The characters of Vera and her crew, Joe and Holly, are so well developed, and the view into their personal life makes the series much more interesting. In The Darkest Evening, readers get a particularly good peek at Vera’s family’s skeletons. Her estranged family is heavily featured in this latest installment of the series, and that pushes Vera and her family to face some unresolved matters.
The setting of atmospheric Northumberland is made to feel more isolated and chilling with the addition of a road-closing blizzard. Everything is turned upside down in the small community when bodies are found, but there also secrets, deceptions, infidelities and betrayals that float to the top like the bloated body of a drowning victim. I found The Darkest Evening to be an engaging page-turner.

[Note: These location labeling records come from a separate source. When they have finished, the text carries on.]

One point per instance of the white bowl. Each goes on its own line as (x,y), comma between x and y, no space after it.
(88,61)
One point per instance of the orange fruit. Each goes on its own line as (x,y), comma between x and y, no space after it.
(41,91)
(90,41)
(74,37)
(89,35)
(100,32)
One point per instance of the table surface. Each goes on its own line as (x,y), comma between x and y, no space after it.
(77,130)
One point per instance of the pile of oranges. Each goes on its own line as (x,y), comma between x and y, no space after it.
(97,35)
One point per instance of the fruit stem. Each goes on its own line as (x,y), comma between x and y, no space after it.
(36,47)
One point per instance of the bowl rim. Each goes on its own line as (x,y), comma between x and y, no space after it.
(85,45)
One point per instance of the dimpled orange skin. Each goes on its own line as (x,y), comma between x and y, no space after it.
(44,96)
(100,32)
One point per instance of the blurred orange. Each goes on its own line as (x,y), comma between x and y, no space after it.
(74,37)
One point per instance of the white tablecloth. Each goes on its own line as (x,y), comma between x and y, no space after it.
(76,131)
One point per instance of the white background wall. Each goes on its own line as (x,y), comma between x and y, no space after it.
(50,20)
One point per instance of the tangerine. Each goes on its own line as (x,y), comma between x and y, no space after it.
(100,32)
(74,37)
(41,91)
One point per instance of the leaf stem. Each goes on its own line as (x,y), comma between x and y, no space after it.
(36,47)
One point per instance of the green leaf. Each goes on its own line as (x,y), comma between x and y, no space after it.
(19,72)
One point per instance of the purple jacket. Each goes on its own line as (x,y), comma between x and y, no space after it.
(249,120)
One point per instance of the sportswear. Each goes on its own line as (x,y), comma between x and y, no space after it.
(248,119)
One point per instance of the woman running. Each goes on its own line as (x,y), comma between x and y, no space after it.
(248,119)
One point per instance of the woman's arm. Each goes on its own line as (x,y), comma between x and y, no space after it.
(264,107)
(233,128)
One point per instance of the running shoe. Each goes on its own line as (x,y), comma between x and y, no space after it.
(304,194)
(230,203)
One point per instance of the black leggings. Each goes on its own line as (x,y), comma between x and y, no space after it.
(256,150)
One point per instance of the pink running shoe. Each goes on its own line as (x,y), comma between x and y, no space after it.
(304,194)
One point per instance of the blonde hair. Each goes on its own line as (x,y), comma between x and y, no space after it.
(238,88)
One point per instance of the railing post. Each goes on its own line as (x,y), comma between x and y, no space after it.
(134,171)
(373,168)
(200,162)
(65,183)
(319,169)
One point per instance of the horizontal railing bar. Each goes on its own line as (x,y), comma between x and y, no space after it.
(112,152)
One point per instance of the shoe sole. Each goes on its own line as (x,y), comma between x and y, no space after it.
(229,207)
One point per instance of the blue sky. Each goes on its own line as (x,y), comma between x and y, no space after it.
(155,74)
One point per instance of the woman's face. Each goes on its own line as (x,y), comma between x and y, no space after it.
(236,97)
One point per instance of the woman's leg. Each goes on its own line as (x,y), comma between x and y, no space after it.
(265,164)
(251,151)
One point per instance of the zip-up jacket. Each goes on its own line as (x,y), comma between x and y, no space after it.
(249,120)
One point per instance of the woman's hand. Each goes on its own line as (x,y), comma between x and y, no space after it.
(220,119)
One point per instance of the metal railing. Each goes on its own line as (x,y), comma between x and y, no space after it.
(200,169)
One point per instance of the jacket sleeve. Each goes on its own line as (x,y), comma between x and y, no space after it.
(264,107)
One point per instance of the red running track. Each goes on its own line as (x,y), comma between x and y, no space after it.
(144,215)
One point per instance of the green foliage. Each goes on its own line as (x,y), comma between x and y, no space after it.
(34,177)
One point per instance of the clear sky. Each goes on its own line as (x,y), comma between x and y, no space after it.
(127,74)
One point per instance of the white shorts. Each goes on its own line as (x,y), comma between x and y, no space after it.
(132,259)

https://www.bookbub.com/books/the-darkest-evening-by-ann-cleeves
https://www.goodreads.com/book/show/49127525-the-darkest-evening
About the Author: Ann grew up in the country, first in Herefordshire, then in North Devon. Her father was a village school teacher. After dropping out of university she took a number of temporary jobs – child care officer, women’s refuge leader, bird observatory cook, auxiliary coastguard – before going back to college and training to be a probation officer.
While she was cooking in the Bird Observatory on Fair Isle, she met her husband Tim, a visiting ornithologist. She was attracted less by the ornithology than the bottle of malt whisky she saw in his rucksack when she showed him his room. Soon after they married, Tim was appointed as warden of Hilbre, a tiny tidal island nature reserve in the Dee Estuary. They were the only residents, there was no mains electricity or water and access to the mainland was at low tide across the shore. If a person’s not heavily into birds – and Ann isn’t – there’s not much to do on Hilbre and that was when she started writing. Her first series of crime novels features the elderly naturalist, George Palmer-Jones. A couple of these books are seriously dreadful.
In 1987 Tim, Ann and their two daughters moved to Northumberland and the north east provides the inspiration for many of her subsequent titles. The girls have both taken up with Geordie lads. In the autumn of 2006, Ann and Tim finally achieved their ambition of moving back to the North East.